Quick answer: no brainer, they’re going to be higher. The government will need more tax receipts to pay the growing interest on its debts.
With the UK economy shrinking 20.4% between April and June, more than any of the other 37 OECD nations, the government is borrowing at record levels to balance its finances with total debt now £1.95 trillion, more than the size of the economy for the first time since 1963.
This record debt is being defended by the Chancellor as a price worth paying to prevent even bigger economic costs such as more unemployment and lower output and is affordable as borrowing is cheap. It’s difficult to disagree with this.
How long can this continue for though? The government is surely watching closely what happens as lockdown is eased and the economy might need even more support leading to some tough decisions ahead.
For the time being, the government can afford to support the economy through borrowing. But at some point, taxes will surely have to rise. The government can’t keep borrowing like this each year forever.
This makes tax planning vitally important for your personal finances.
So… what can you do?
• To summarise upfront, you need to maximise your existing tax advantages and allowances as they could all be less generous in the future.
• If you have existing cash or investments or add to either routinely, make sure they are held in an ISA. They’re tax-free and ISAs avoid them being subject to income tax and capital gains tax which could easily be higher in future.
• If you contribute to a pension, pay in as much as you can afford because I think the generous tax breaks for doing so will not be as good in the future.

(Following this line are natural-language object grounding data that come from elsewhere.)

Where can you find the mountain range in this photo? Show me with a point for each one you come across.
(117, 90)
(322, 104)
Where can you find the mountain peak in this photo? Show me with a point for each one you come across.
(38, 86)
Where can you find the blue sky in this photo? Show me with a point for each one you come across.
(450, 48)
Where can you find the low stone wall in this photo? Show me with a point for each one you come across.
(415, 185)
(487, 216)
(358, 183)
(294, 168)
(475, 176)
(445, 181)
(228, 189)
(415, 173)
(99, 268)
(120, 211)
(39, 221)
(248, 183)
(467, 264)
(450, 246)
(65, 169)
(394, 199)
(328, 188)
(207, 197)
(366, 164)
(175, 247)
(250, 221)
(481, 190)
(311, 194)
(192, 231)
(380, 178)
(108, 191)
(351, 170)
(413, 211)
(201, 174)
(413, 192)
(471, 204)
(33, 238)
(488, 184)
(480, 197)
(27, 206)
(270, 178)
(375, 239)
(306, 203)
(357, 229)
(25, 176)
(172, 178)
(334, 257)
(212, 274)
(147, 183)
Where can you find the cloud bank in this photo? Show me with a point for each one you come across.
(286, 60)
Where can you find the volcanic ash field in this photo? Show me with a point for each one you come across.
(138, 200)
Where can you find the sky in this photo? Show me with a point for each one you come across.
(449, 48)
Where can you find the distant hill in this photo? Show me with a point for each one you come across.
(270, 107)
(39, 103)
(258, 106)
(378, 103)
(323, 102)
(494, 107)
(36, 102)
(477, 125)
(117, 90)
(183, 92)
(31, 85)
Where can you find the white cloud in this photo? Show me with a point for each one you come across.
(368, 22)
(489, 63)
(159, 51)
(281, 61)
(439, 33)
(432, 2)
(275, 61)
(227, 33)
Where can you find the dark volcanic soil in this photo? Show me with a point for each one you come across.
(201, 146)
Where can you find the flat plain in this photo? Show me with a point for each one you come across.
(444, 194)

• If you have earnings and don’t contribute to a pension, I think you should. As above, you need to take advantage of the tax breaks for doing so while they are as generous as they are right now.
• If you are a business owner, the most tax-efficient way to draw your earnings is still a nominal salary and dividends thereafter with employer pension contributions as well. Consider structuring some shares in your spouse’s name where possible.

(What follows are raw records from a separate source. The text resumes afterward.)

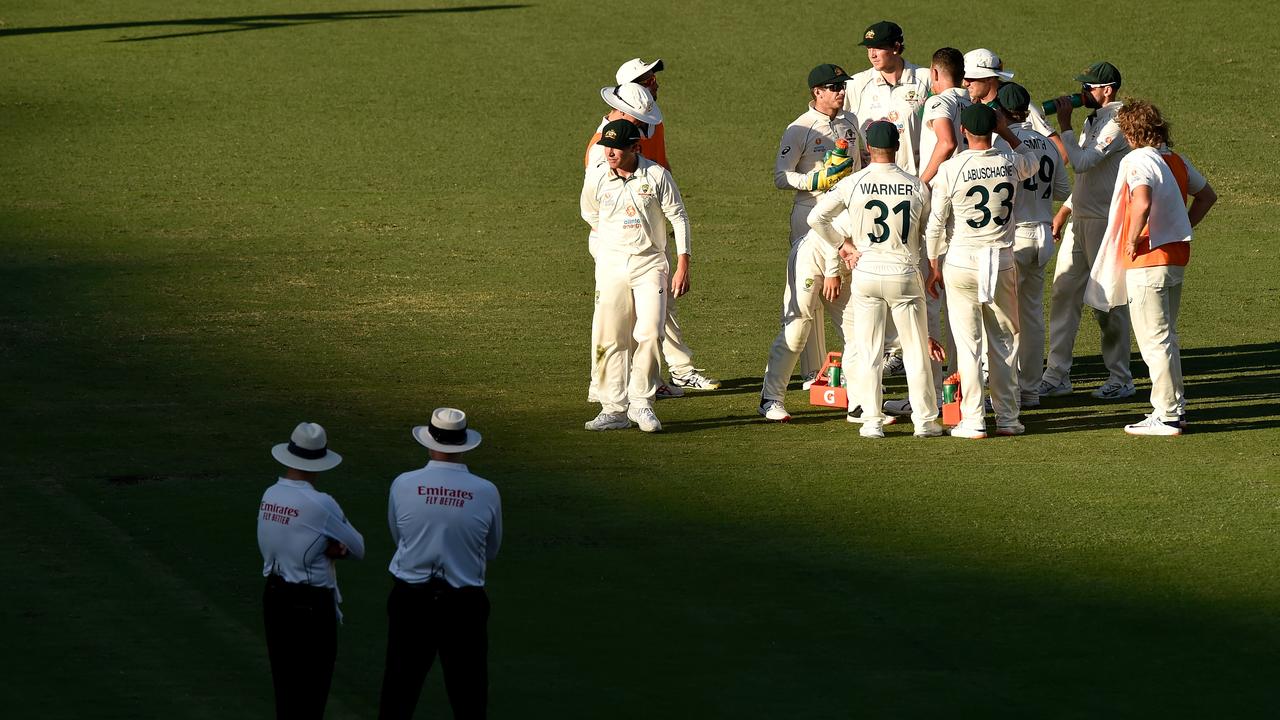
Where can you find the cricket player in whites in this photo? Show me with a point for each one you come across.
(1096, 158)
(977, 188)
(886, 208)
(1033, 237)
(679, 356)
(625, 201)
(801, 165)
(890, 90)
(1146, 250)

• If you are a property investor, claim all the allowances you are entitled to, offset all your expenses and keep any loan interest costs down – with interest rates so low, mortgages are cheap as chips these days. Perhaps pay off more capital each month with the resulting surplus cash flow and/or pay it into a pension instead.
• Couples should optimise their tax position so you can both be as tax efficient as possible.
• Inheritance Tax is a vast topic and not one I can do justice to in a 500-word blog! On the one hand, it is the easiest tax to avoid – just give everything away and live seven years. On the other hand, that’s not particularly practical! If you are concerned about IHT, pick up the phone to talk to us about this further.
Government debt will probably never fall, it will probably keep rising each year. But actually, that’s okay if the innovation (hopefully) brought about by the coronavirus pandemic produces sufficient prosperity to make managing the debt affordable. It will be fascinating to watch how this all unfolds.